Apple‘s (NASDAQ: AAPL) stock price shot higher Thursday, after JPMorgan’s (NYSE:JPM) Samik Chatterjee initiated coverage of the tech giant with an ‘Overweight’ rating and a base-case price target of $272, which implies more than 21% upside from current levels/$224 per share.
Chatterjee said his call is based on growth in Apple’s compelling transformation to a services business, more pricing leverage in its core iPhone business”, innovation that allows the company to continue to disrupt new markets, as well as earnings growth from stock buybacks which can drive “considerable upside” to current share levels.
“While Apple’s leadership position in the premium smartphone market is well understood by investors, we still see considerable upside to the stock from current levels,” the analyst wrote in a note to clients.
Chatterjee also said he believes Apple’s “robust” high-single-digit growth in the installed base, which is considered a key contributor to services revenue growth, has not been fully appreciated by investors. The analyst sees the mix of services revenues increasing to 20% by the end of FY 2021. Apple’s services revenue accounted for just 8 percent of total revenue as recently as 2012.
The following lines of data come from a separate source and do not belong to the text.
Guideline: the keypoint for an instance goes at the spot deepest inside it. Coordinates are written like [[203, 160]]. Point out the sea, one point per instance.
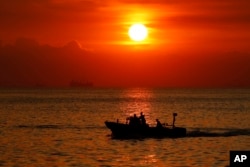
[[65, 127]]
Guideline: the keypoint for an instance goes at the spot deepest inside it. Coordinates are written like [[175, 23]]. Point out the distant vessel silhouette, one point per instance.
[[74, 83]]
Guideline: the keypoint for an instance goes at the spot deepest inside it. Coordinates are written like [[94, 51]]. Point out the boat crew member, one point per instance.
[[158, 125]]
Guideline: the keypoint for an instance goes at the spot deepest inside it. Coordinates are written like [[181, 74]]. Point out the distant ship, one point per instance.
[[81, 84]]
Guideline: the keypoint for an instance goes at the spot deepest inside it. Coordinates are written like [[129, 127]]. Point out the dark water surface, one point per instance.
[[65, 127]]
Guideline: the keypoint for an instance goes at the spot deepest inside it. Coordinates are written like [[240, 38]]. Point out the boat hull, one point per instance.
[[120, 130]]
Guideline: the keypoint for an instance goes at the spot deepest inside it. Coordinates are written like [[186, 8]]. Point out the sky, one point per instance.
[[190, 43]]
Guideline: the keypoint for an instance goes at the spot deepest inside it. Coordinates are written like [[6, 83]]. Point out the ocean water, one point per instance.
[[65, 127]]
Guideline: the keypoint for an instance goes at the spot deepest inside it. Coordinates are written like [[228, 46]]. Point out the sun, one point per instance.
[[138, 32]]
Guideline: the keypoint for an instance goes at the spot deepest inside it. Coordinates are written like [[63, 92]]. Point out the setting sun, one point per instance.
[[137, 32]]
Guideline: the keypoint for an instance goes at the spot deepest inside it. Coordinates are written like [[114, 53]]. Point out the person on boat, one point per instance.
[[142, 119], [158, 125]]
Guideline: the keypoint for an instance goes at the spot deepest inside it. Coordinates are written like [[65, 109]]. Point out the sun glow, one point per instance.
[[138, 32]]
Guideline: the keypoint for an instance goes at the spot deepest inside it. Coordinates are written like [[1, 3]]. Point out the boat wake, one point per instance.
[[216, 132]]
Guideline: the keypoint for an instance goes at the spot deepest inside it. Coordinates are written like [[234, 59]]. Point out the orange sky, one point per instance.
[[184, 37]]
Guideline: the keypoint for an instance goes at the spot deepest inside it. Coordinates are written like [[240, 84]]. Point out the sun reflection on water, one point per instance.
[[137, 101]]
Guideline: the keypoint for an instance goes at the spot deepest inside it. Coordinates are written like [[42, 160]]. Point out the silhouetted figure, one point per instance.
[[142, 119], [158, 125]]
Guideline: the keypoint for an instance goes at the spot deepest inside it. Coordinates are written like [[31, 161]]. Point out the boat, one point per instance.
[[128, 130]]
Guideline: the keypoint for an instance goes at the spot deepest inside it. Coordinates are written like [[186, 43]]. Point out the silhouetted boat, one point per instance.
[[125, 130]]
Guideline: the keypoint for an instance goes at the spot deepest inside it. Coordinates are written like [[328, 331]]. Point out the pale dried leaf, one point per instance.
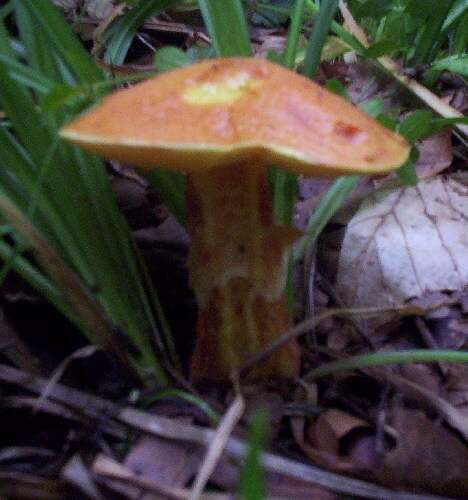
[[404, 243]]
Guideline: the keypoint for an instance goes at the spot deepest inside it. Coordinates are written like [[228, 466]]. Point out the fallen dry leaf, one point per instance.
[[405, 242], [426, 456], [323, 439]]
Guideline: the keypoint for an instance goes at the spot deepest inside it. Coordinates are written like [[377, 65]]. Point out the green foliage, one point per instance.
[[120, 35], [227, 27], [455, 64], [58, 199], [420, 31], [252, 480]]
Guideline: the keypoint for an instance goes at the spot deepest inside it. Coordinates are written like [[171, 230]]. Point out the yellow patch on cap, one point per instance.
[[223, 91]]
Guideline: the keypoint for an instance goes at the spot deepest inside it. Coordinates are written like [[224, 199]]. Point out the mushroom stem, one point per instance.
[[237, 270]]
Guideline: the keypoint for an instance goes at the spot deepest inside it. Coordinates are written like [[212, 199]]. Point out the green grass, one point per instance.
[[56, 201]]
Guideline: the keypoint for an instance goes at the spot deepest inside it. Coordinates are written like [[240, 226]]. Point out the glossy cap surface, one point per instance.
[[223, 110]]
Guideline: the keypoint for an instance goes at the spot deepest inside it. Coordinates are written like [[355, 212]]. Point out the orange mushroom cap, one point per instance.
[[222, 110]]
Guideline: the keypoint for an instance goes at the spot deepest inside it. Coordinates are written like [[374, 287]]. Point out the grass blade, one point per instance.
[[318, 36], [227, 27]]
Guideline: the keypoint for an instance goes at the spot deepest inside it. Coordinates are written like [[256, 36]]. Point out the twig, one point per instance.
[[216, 448], [310, 323], [171, 429], [107, 467]]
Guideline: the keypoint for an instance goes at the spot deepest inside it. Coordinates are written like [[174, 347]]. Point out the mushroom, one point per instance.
[[223, 122]]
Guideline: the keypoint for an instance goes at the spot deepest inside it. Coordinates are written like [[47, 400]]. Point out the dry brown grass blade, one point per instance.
[[171, 429], [429, 98]]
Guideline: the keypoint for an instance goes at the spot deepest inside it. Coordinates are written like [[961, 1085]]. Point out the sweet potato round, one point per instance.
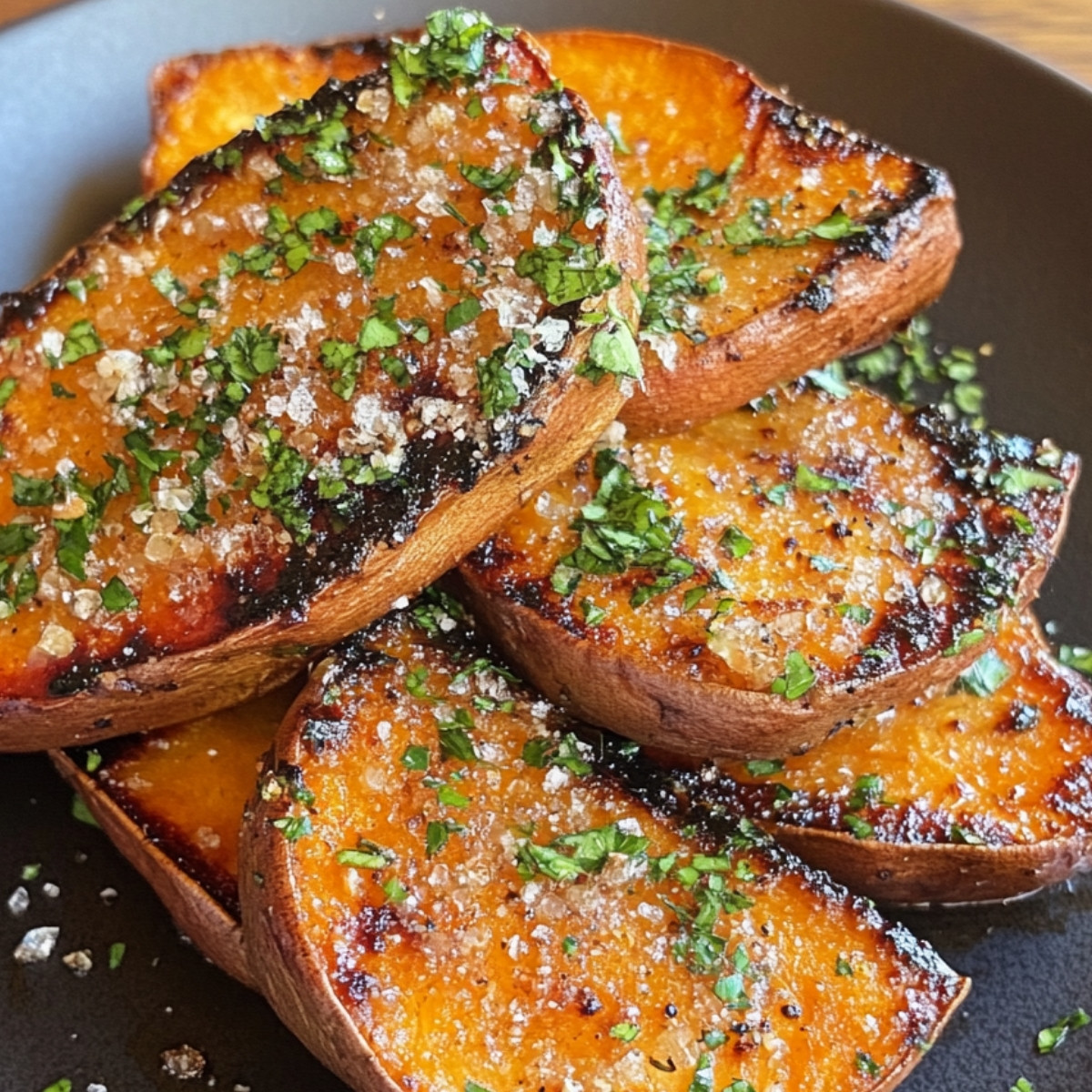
[[421, 978], [310, 573], [781, 577]]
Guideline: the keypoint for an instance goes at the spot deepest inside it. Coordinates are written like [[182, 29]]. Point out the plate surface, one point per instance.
[[1015, 136]]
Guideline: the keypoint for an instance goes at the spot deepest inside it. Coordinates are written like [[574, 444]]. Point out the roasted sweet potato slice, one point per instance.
[[982, 792], [442, 888], [740, 589], [301, 382], [172, 802], [778, 240]]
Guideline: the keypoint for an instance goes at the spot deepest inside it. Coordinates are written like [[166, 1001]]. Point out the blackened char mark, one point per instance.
[[884, 228], [77, 674]]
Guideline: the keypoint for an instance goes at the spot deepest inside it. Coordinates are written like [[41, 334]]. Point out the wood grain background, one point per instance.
[[1057, 32]]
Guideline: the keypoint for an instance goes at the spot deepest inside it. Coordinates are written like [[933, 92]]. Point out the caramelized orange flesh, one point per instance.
[[233, 398], [186, 785], [419, 872], [844, 531], [201, 102], [678, 115], [967, 767]]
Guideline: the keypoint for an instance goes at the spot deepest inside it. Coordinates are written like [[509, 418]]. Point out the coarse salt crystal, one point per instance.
[[37, 945]]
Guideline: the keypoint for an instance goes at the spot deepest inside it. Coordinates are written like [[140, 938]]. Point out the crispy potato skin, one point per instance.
[[773, 322], [692, 682], [1008, 771], [255, 623], [202, 101], [172, 801], [212, 926], [326, 944], [782, 323]]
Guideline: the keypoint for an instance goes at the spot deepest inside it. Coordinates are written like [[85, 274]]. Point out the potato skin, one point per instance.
[[1030, 809], [937, 875], [213, 928], [258, 655], [622, 682], [299, 910], [682, 719], [857, 295]]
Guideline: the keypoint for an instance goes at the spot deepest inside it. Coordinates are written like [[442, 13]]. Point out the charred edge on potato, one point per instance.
[[388, 516]]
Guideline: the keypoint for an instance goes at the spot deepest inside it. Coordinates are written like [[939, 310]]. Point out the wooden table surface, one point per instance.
[[1057, 32]]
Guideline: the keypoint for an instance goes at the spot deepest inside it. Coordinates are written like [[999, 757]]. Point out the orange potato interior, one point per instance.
[[1005, 768], [186, 785], [456, 966], [803, 521], [203, 550]]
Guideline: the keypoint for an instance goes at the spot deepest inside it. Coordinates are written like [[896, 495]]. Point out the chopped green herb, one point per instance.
[[730, 989], [856, 612], [965, 642], [1016, 480], [567, 271], [736, 543], [857, 827], [294, 827], [612, 352], [986, 676], [452, 48], [593, 615], [116, 955], [415, 757], [117, 596], [367, 855], [867, 1065], [394, 891], [622, 528], [626, 1032], [798, 677], [1051, 1038], [703, 1075], [583, 853], [369, 240], [451, 797], [79, 342], [764, 767], [962, 836], [867, 792], [1070, 655], [437, 835], [462, 314]]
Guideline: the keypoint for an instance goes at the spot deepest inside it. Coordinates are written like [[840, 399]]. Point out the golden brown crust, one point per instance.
[[856, 293], [117, 675], [342, 959], [872, 300], [632, 694], [976, 793], [196, 912], [852, 298], [938, 874], [694, 667]]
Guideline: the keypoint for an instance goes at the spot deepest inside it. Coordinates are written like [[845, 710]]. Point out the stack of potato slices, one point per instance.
[[327, 359]]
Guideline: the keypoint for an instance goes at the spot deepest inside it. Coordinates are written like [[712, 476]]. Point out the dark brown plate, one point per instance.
[[1015, 136]]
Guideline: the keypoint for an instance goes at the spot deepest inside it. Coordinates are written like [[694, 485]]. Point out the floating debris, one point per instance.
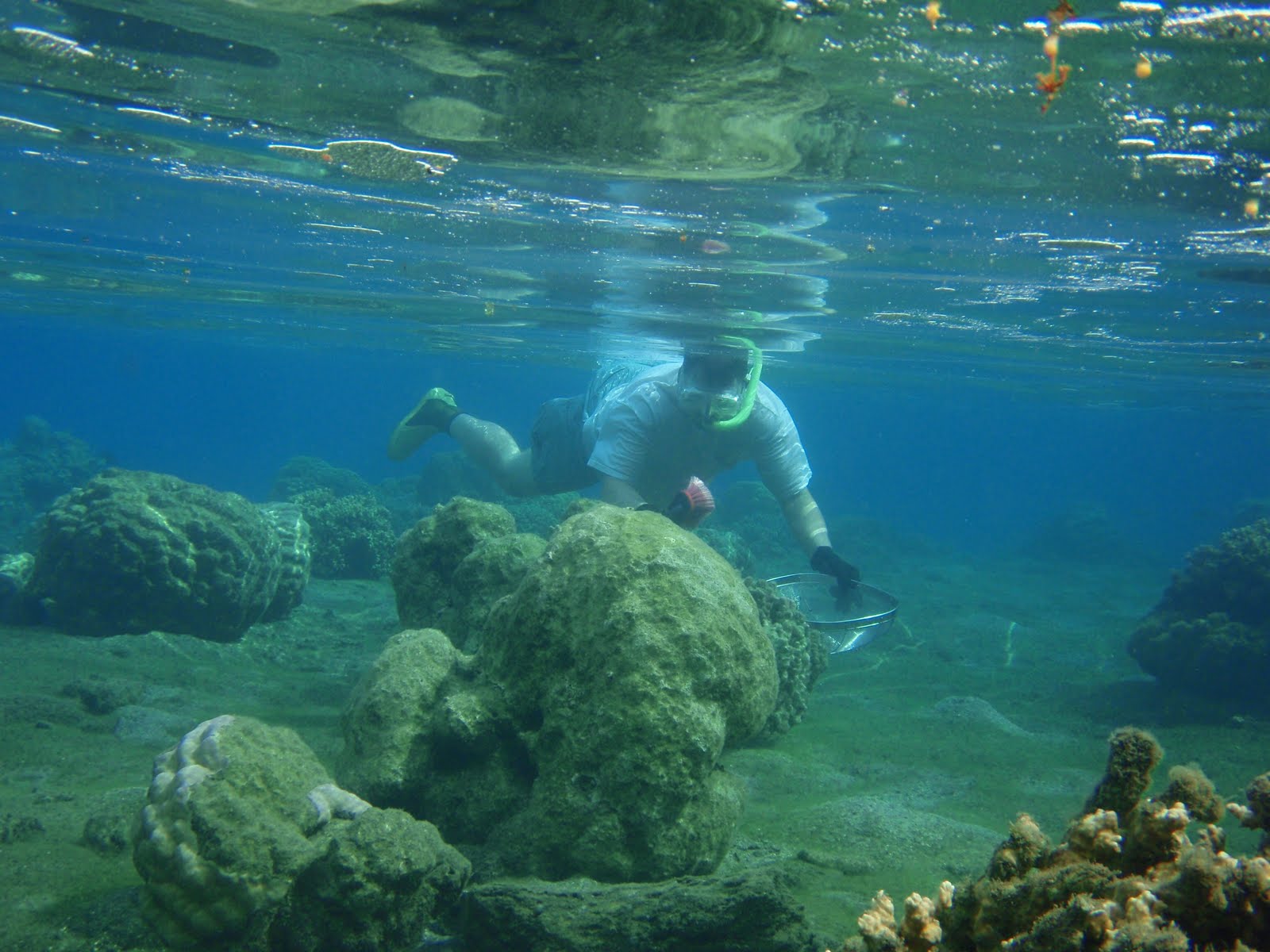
[[152, 113], [374, 159], [51, 44], [1208, 162], [342, 228], [1083, 244], [29, 125]]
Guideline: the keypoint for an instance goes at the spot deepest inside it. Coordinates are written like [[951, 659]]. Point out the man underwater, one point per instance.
[[649, 436]]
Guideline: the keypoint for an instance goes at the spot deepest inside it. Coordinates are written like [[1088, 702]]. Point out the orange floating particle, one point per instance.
[[1060, 16], [1051, 83]]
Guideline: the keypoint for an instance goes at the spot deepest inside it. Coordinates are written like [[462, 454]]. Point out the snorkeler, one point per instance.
[[647, 436]]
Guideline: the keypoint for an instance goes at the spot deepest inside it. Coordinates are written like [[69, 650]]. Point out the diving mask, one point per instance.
[[723, 381]]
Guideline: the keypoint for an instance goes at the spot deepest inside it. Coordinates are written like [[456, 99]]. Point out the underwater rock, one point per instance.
[[1133, 754], [17, 607], [135, 551], [295, 559], [1134, 881], [352, 535], [247, 844], [753, 912], [302, 474], [425, 733], [802, 655], [634, 654], [451, 566], [1210, 632]]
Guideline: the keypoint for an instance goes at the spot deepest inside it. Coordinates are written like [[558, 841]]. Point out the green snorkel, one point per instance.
[[725, 413]]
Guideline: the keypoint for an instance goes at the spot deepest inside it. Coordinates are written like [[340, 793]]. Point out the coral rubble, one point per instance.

Apple stock traded higher by nearly five points Thursday morning to $224.57. The name’s climb is part of a solid run. Shares of Apple have gained more than 32% since the start of the year, which strongly outperforms the S&P 500’s roughly 8% jump. Over the last 52-weeks, Apple has seen its stock price surge 43%. More impressively, shares of the iPhone maker currently trade at only 16.5x forward 12-month EPS estimates. Trailing-12 prints 20.4x.